Au festival Amani, le prix symbolique d’un dollar américain par jour, permet à chaque personne, peu importe sa classe sociale, d’assister au concert et plusieurs autres activités tenues sur le site. Le festival est une opportunité pour les festivaliers d’écouter des artistes méconnus et d’apprécier des styles musicaux variés. Cela corrobore les propos d’après-scène de la légende Reddy Amisi pour qui la venue au festival Amani a été motivée par le fait que « C’etait une occasion pour les compatriotes de se decomplexer en me regardant en chair et en os, car ils ont l’habitude de me suivre seulement à la télé ». Sur scène, ces artistes utilisent la musique et la danse comme une forme de résistance non violente à l’oppression et à l’injustice, en témoigne les propres dires du slameur Rwandais Manzi le Poète qui a clairement rappelé que « Nous sommes des activistes avant d’être des artistes« . Point besoin de revenir sur la prestation remarquable, à la saveur révolutionnaire du rappeur sénégalais Didier Awadi ce dimanche à Bukavu.
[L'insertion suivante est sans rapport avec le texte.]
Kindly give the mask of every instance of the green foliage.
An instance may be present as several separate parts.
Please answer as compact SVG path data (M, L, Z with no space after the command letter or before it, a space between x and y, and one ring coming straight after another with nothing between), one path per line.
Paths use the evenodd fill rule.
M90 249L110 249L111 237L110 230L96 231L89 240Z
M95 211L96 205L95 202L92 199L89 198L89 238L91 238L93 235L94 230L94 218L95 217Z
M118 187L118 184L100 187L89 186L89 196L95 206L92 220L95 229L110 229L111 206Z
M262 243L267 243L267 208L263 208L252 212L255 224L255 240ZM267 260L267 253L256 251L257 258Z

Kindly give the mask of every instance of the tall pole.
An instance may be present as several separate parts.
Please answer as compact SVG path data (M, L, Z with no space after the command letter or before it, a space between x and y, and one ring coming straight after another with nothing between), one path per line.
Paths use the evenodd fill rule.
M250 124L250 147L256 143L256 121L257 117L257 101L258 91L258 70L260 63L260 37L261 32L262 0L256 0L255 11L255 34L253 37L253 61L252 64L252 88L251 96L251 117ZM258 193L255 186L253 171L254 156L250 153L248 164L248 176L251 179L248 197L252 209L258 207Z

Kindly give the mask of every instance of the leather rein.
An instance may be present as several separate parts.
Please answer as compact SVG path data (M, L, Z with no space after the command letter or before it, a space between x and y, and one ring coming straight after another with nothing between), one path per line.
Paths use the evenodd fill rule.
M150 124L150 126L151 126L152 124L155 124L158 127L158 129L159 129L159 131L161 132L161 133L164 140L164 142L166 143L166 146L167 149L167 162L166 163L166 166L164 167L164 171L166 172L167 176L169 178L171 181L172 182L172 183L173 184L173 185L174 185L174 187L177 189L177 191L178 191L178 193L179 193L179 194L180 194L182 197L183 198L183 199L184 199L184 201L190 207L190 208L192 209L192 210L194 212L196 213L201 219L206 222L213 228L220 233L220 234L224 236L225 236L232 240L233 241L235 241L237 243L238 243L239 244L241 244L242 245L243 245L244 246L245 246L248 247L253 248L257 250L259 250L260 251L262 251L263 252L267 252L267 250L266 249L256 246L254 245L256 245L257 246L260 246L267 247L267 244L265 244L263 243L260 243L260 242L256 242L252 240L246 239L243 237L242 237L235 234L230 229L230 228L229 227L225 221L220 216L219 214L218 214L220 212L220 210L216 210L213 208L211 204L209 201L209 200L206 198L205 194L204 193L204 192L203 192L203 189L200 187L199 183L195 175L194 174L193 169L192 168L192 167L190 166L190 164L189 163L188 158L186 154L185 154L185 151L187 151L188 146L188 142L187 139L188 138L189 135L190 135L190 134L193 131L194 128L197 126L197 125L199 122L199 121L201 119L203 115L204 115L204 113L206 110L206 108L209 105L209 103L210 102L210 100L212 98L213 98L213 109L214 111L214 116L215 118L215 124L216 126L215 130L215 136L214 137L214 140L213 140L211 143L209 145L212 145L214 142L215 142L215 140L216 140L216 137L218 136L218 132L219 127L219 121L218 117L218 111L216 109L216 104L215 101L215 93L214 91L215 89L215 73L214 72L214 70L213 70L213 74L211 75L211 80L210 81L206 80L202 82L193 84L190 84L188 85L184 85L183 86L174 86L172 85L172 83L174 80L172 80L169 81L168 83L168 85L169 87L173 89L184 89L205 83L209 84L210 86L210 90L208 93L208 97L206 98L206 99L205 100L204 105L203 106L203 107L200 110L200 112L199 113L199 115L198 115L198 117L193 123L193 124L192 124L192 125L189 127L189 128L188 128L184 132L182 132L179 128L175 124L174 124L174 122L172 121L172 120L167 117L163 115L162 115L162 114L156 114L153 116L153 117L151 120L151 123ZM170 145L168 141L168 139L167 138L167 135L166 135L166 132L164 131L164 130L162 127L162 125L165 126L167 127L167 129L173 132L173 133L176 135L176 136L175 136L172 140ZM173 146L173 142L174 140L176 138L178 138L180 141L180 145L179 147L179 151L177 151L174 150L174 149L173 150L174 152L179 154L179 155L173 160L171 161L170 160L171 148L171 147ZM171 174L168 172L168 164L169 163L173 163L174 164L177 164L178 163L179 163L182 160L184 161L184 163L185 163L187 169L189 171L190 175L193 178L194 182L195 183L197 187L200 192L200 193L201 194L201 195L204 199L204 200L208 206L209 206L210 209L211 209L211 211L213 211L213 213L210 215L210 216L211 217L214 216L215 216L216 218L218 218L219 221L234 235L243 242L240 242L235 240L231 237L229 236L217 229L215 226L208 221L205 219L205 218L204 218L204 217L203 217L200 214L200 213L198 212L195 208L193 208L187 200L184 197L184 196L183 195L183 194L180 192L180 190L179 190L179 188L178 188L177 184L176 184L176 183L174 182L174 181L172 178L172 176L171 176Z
C’est donc une occasion unique pour les artistes et le public de s’unir contre la guerre et le conflit, de montrer également aux yeux du monde la résilience qu’a le peuple du Kivu. La phrase de l’artiste français HK, au sortir de sa prestation mémorable également ce dimanche abonde dans ce sens. « Ce qui m’a le plus impressionné ici au Congo, c’est le sourire que les gens gardent malgré ce contexte de guerre. Chez nous en France, pour peu que ça, les gens en font des montagnes« , s’est-il agréablement étonné.

Le festival Amani, c’est plus qu’un festival de musique et de danse

Pour preuve, lors de cette 9e édition, une résidence artistique a réuni 11 artistes slameurs et rappeurs venus de la RDC, du Rwanda et du Burundi. Leur concert, nommé « Sl’amani », a prêché la cohabitation pacifique. Ces derniers ont chanté en Swahili, en français, en anglais, en Kinyarwanda et en Kirundi, les touts suivis d’un message d’espoir, de paix et de courage. « Le message que nous lançons aux présidents des pays de la région des grands-lacs est que, nous, peuples, sommes unis malgré ce qui se passe. A leur niveau, ils doivent aussi se battre pour la paix car c’est nous le peuple qui subissons ». Ces propos de la slameuse congolaise Patricia Kamoso, relayés par actualité.cd, ont démontré parfaitement le rôle central que joue le festival Amani, un événement pourtant apolitique. Le Festival reste cet espace d’expression qui donne la parole à plusieurs jeunes. Il ne mérite donc pas des insultes et de critiques négatives chaque année. Il mérite l’accompagnement, les encouragements. Quoi de mieux, pour un peuple meurtri, traumatisé que d’avoir 3 jours de sourires et des rencontres exceptionnelles à travers lesquels il fait passer les messages aux étrangers et aux médias de ce qui se passe chez eux et ses aspirations à une paix durable. Le collectif Goma Actif en est l’exemple parfait. Comme à la précédente édition, cette année, une dizaine de bénévoles se sont déplacés à Bukavu pour récolter les fonds en vue d’aider les compatriotes déplacés dans les camps au nord de Goma. Depuis plus de 110 jours, ils préparent de la bouillie et de repas aux enfants et aux femmes spécialement.

Il sied aussi de noter que le festival Amani n’est pas seulement de la musique et de la danse. C’est aussi une opportunité pour les entrepreneurs locaux de trouver des subventions et du coaching en rapport avec leurs projets. Pour l’édition qui vient de s’écouler par exemple, l’entreprise « Bing Ecologie » a remporté de 8000 dollars américains de la part du Festival Amani et ses sponsors. « Kivu Ecosolution » a gagné pour sa part 4000 et ETS RBM 2500 après le concours Amani Entrepreneur qui se tient chaque année en prélude du Festival Amani.

Une fois terminé, Amani Festival, comme son nom l’indique, laisse un sentiment d’espoir à la paix et un fort sentiment de fraternité.